Nobody Walks in LA
Nobody Walks in LA by Sam
You only see ‘em drivin’ cars out on the street – Missing Persons
Street photography in Los Angeles and the search for stories
I’ve described LA as a fractured empire and that’s what it is, a disharmonious collection of cities that bleed into each other through arteries and veins as freeways and streets, where no body walks in LA. While street photography isn’t all about the pedestrian it is about people and that can be difficult to capture in the city that created the car culture.
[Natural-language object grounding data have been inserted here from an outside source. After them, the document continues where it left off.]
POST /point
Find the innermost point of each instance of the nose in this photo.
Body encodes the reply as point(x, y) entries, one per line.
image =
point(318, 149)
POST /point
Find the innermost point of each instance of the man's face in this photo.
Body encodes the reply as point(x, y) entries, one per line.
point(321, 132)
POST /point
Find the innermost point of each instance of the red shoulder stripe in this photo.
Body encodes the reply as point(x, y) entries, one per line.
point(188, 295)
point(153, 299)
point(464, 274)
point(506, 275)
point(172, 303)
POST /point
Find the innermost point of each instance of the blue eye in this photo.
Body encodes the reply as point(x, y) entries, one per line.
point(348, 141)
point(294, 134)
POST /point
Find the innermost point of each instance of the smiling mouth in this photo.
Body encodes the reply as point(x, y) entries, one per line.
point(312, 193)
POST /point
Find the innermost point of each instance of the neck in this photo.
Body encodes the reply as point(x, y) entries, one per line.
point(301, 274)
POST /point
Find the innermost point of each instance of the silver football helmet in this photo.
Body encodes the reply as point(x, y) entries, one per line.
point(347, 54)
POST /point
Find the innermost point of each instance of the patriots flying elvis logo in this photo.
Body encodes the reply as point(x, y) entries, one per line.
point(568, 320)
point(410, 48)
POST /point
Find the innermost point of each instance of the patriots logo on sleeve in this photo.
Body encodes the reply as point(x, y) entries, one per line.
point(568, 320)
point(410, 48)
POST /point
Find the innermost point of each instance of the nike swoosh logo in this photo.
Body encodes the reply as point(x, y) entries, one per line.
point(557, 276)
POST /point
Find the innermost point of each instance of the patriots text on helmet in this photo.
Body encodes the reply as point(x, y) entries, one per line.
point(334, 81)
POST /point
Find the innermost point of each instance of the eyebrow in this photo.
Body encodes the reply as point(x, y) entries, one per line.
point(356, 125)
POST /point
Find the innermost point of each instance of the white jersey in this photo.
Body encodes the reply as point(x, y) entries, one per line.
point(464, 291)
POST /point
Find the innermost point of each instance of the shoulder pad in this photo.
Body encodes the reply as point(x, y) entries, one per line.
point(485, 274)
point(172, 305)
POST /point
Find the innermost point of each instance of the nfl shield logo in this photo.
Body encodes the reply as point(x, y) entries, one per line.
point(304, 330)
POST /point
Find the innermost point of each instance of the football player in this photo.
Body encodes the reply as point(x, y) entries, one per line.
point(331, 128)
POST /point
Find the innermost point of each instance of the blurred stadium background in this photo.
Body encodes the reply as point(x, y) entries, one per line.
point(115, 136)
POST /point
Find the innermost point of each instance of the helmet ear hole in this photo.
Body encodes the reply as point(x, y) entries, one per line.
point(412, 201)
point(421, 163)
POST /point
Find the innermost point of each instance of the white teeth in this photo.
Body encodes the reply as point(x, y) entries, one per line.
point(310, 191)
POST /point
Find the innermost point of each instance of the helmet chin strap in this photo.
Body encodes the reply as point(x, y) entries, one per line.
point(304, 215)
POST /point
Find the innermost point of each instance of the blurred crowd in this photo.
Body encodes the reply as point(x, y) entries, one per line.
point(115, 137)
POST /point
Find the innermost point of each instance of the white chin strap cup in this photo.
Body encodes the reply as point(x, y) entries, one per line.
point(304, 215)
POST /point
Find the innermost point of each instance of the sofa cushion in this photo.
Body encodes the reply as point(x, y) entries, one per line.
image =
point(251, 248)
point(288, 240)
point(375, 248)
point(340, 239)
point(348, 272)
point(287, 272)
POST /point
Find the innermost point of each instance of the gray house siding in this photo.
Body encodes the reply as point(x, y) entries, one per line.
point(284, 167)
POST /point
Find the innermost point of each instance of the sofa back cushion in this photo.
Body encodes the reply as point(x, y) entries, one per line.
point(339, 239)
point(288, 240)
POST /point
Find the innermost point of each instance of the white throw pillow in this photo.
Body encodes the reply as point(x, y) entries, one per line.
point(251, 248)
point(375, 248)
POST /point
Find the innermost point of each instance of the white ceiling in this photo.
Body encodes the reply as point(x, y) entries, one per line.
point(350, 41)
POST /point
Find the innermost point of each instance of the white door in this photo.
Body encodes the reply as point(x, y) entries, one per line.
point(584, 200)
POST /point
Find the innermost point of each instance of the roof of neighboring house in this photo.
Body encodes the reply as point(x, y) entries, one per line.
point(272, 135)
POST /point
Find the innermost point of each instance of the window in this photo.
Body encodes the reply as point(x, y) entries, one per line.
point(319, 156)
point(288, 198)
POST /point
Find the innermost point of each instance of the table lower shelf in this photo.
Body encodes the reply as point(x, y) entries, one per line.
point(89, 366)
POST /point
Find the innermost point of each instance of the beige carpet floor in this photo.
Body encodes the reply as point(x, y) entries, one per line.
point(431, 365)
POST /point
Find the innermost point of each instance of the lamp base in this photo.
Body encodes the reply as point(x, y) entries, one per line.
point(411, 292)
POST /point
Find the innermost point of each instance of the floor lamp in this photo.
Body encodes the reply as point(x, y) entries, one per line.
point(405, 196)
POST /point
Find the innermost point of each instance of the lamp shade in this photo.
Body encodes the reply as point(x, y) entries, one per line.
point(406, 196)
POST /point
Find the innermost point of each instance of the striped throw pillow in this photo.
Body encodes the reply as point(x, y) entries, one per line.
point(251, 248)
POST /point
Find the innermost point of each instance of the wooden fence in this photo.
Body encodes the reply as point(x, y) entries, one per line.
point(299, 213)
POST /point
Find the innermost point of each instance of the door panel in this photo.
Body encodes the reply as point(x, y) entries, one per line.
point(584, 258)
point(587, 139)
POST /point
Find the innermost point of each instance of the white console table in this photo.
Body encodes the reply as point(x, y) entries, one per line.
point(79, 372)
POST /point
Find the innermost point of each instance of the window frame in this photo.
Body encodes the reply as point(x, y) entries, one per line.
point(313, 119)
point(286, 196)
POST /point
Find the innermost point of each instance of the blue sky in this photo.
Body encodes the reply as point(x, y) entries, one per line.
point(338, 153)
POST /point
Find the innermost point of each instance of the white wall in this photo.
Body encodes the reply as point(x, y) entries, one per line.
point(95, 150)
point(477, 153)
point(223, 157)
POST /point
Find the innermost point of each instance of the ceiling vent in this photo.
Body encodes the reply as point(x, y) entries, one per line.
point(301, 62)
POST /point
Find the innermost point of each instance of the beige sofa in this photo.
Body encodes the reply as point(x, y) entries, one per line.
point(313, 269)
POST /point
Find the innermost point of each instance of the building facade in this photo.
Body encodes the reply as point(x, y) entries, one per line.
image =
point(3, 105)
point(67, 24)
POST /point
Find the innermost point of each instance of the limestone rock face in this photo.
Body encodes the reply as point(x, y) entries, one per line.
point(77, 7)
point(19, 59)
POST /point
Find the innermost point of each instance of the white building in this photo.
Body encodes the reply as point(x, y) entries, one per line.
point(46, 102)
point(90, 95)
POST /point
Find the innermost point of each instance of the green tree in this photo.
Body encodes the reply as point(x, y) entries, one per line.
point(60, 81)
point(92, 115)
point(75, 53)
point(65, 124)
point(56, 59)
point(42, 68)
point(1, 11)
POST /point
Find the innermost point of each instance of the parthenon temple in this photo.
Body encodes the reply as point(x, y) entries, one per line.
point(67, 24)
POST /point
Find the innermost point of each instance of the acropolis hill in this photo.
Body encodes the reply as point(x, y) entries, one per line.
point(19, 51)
There are pockets, neighborhoods and where you can find opportunities to see people engaging each other outside of contrived setting of a mall or shopping center. The area I am most familiar with is Down Town Los Angeles and its eastern fringes the Toy and Garment Districts and Skid Row. In these areas there is mix returning. For years and until about ten years ago with the bravery of some forward thinking folks, down town la (DTLA) was a virtual ghost town with those employed in the area fleeing, heading back to their homes out in the suburbs. As the rich and well to do, have started to return and stay, the mix is back, for the time being, people, in various stations of life, from the homeless, working poor, hustlers, rich and hipsters.
This mixes is likely to go away with the pendulum swinging in the other direction with gentrification hitting its stride. Case in point the ending of a era with the purchasing of of self proclaimed “last dive bar in LA”, King Edwards Saloon in Skid Row, closing its doors, ending over a hundred year run. But like the new management and its handling of the once King Eddy, nothing is official, yet, and still the low down of the town’s future is yet to be written.
An exit from the freeway and a crossing of the 4th Street, bridge five dollars for parking are the bugles to me, the releasing of the hounds, the hunt is on. For me, it is not only about the picture, but about a story, about an interaction. My photography I often lead with my ears – that is i am looking for that story and the accompanying picture. One making the other more than the sum of their parts. What makes this person tick? What is life like for them on the other side of their eyes – how different is their world from mine?
In a place like LA with a lack of widespread public space it is important to learn the art of conversation and story telling. There is a beauty of connection if you have a willing ear – which is something you can learn but not fake. I’ve had the pleasure of learning from two master story tellers, which has helped me to document Los Angeles.
Shooting with Story Tellers
I’ve been able learn the art of the long story from Robert @visualwhiplash_ who I’ve seen disarm an angry drunk with a few well placed question and a quick personal connection. And from someone who feels relaxed and at ease a story most always follows. There have been times where some extremely personal stories of tragedy or success and some times with in the same story as in the case of John, Robert recounts his story,
“I stabbed the guy seven times. I didn’t handle it right…Seven years hence, things are looking up though: he’s off drugs and has two grandchildren whom he proudly pronounced were potty trained by him.”
This you won’t find or see with just a portrait or just a candid shot. There needs to be a connection longer than a focus and white balancing some semblance of trust. I am not naive to think that all of what I’m being told is gospel truth but I tend not to think its all a lie either. But even if it is a lie it is OK with me, as I account this to be a skill of survival and the story is based off their read of me and what they’ve assessed will be a working tale. Maybe it will be to get a burger, beer, or blunt. While I have my beliefs, which is a big part of why I’m here in the first place, I am not there to pass it on those who I photograph – but now this is starting to sound like my next article…
The art of the short story has been taught to me by @cachafaz on Instagram Pachi in life. The dignity of a just a first name, to not be counted as unseen, to have an identity, a past, an existence. While Pachi will sometimes engage in a longer story, to me, it’s his use of a name, a picture, repeated, that has given his work such power:
Dhurba, Curtiss, Alonso, Dave, Daniel, Taylor, Nelson, Samuel, Robert, Mike, Pablo Perez, Jamal, Anthony, John
Portraits with names taken with my brief time with Patch on his last visit to Los Angeles.
This has been my approach to street photography in a land, city and time where where folks are out and about mixing with each other are hard to come by in a space so large. I’m not an expert of LA and so my search continues to find people to hear stories, but I know that where ever I go LA has taught me well, that its isn’t always just about the snap but about the connection with the ear.
As I’m fond of saying, “A picture of a white whale doesn’t tell the story of Moby Dick.”